Ob Nixilis Reignited is one of the best cards after sideboard. It can be used to kill a creature that’s part of their aggressive plan, it draws you cards to recover from Pick the Brain or Transgress the Mind, and if it has 6+ loyalty, you can set it up so that it kills an Emrakul even after it took your turn.
This one will not get you back into a game in which you’re getting aggro’d out, but it does take care of Traverse the Ulvenwald and Emrakul, two of the key cards in the matchup. Often, players hold Traverse to protect the Emrakul they would fetch, and Pick the Brain punishes that really hard.
It is also just a great sideboard card to have against any deck people will bring against you. In fact, it is your best option if you want to level the following approach.
Going Over the Top of B/G Delirium
I’ve found that it’s pretty easy to design a deck that’s going to have a good matchup here. Go big, have the ability to control the possible early aggression, and make sure your deck can’t sabotage itself under a Mindslaver.
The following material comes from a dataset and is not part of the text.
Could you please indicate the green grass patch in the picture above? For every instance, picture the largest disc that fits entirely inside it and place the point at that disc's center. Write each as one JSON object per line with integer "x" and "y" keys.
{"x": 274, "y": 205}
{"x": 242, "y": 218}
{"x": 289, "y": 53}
Carlos Romao’s list from the Pro Tour is a good starting point.
This sounds uncompetitive, but it’s the perfect example of going big. Just drown your opponent in card advantage.
The reason delirium did so poorly at the Pro Tour was due to Aetherworks Marvel’s popularity.
Logan Nettles, also known as Jaberwocki on Magic Online, proved to the world that the powerful 4-mana artifact was still playable in a sea of Spell Quellers.
As I’m writing this, Jaberwocki went undefeated in 29 Magic Online Leagues (he’s won 145 matches), I don’t know if he was playing that deck the whole time and how many times he lost, but seriously, 29 Magic Online Leagues is about as many as I played in my entire life—there’s only 24 hours in a day. Let that sink in.
I’ve played a good amount with his deck at this point—nowhere near 29 Leagues—so I don’t know if I’m even allowed to change a single card, but I did alter the sideboard—check out my video later this week.
Aetherworks Marvel is a card that completely destroys delirium—as long as you’re casting expensive cards with it, of course. This deck doesn’t do that as well as the Temur Pro Tour version of Marvel, but still enough to be a huge favorite against any slow non-blue strategies.
All these go-big options are nice, but without thorough testing and tweaking, they’re all dogs to U/W Flash.
Going Under U/W Flash
One way to beat counterspells is to play cards that cost less than the counterspells. Cast two cards a turn, and be aggressive.
It also happens to be good against Gideon, Ally of Zendikar
As I said earlier, I’ve mostly spent my time trying different decks that beat B/G Delirium and tweaking them until I decide they can’t beat U/W, but if I were to go the other way around—beat U/W and try to tweak until I beat B/G, I would lean toward a deck like the one above.